The position is even worse for atheists than it is for believers. For few people of faith would claim that, at the end of the day, the arguments they offer form the basis of their convictions anyway. They would happily admit that they are engaged in apologetics. They know, through faith, that their God exists. What’s more, they also know that the human intellect is frail and finite. All they are doing is trying to show that reason is compatible with this faith, and might even support it more than it does unbelief. It is thus no concern at all that our conception of God throws up paradoxes and contradictions. It is simply another reason to ponder anew how inadequate our human intellects are for conceiving of him. That’s why the atheological attempt to show the believer must be wrong is futile. The Plantingas of this world are ingenious enough to be able to revise their positions to accommodate even the most damning of critiques, and secure enough in their faith not to lose it while they do the necessary metaphysical re-engineering.

Indeed, it’s possible to see these arguments as serving the interests of theists more than anyone. For atheists, they at best provide confirmation that they are indeed right, in spite of the attempts by smart theists to show otherwise. But for believers, all they do is provide fresh challenges to faith, which can only ultimately show its strength. That which does not kill faith usually makes it stronger, and as a matter of empirical fact these arguments aren’t just not lethal, they barely injure.

If the book is useless for the unintellectual and won’t change the minds of the intellectual believer or atheist, do intelligent agnostics provide the ideal readership? Sadly not. Again, those who do not make up their minds on the basis of more general considerations are usually chronic agnostics. Indeed, if you are tempted to think these issues are uncertain, then the fact that very intelligent people can debate them in such detail is only likely to confirm that view. Can you imagine anyone saying, "For years I couldn’t make up my mind about God, until I read Richard R. La Croix’s rebuttal of chapter five of Plantinga’s God and Other Minds. That settled it!" Of course, I’m prepared to accept that one or two counterexamples can be found. Maybe you do know someone who was indeed swayed by just the article I mentioned. But such defections are rare. For the most part, this exchange of proof and rebuttal is for the already committed who won’t change their minds, but crave intellectual credibility for their views.

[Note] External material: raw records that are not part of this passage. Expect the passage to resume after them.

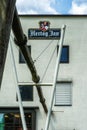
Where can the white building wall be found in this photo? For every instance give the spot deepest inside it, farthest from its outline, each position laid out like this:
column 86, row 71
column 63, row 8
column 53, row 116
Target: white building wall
column 65, row 117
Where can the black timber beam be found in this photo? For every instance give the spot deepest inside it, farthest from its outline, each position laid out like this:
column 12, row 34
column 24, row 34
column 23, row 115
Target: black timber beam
column 6, row 17
column 21, row 40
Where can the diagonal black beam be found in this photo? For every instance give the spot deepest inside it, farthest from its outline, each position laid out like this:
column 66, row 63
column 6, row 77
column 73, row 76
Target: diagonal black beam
column 21, row 40
column 6, row 17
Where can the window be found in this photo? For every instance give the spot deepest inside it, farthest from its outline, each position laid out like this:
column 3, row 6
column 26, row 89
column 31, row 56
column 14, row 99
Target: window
column 64, row 55
column 63, row 94
column 26, row 92
column 21, row 58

Is that a bad thing? Not necessarily. I’m generally sceptical of arguments that aim to show something is useless because it doesn’t serve a wide interest. I think it’s perfectly respectable for theologians and atheolgians to try and come up with better and stronger arguments, even if it is largely for its own, or their own, sake. It’s just that I hope they realise that the battles they are fighting are only of local interest.

There is, however, one sense in which I think the contributors to this volume may be performing a public service. There is a need to maintain a kind of balance of intellectual power. If no atheist philosophers engaged with the issue of God’s existence, then the field would be left to the believers. We would then have the impression that only the religious deal with these issues with intelligence and sophistication. That would give succour to the legions of believers who have no interest in theology, but like to know others are taking care of it for them. We need books like this, therefore, not to win the battle–for it can’t be won–but simply to show the enemy isn’t off the hook.

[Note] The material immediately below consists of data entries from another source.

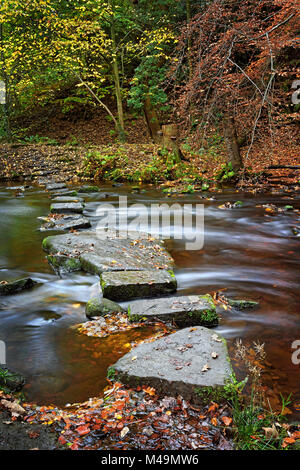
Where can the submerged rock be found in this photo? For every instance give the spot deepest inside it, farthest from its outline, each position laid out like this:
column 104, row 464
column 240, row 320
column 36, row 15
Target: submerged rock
column 65, row 192
column 11, row 380
column 125, row 285
column 60, row 208
column 67, row 199
column 193, row 363
column 89, row 189
column 242, row 304
column 184, row 311
column 13, row 287
column 97, row 255
column 64, row 264
column 55, row 186
column 99, row 306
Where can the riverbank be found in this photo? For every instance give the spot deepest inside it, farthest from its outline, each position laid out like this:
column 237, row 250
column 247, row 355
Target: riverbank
column 215, row 421
column 148, row 164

The contributors to this volume have the almost Sisyphean task of rolling the boulder of belief back up the hill, only to see it come hurtling down again as Alvin Plantinga (it always seems to be him) finds something new for them to get to work on. If I have failed to show them enough gratitude for that task, I am sorry. But to feel some sorrow at the plight of Sisyphus and to recognise its futility is surely a more reasonable reaction than to cheer him on as though he were a conquering hero capable of ultimate victory.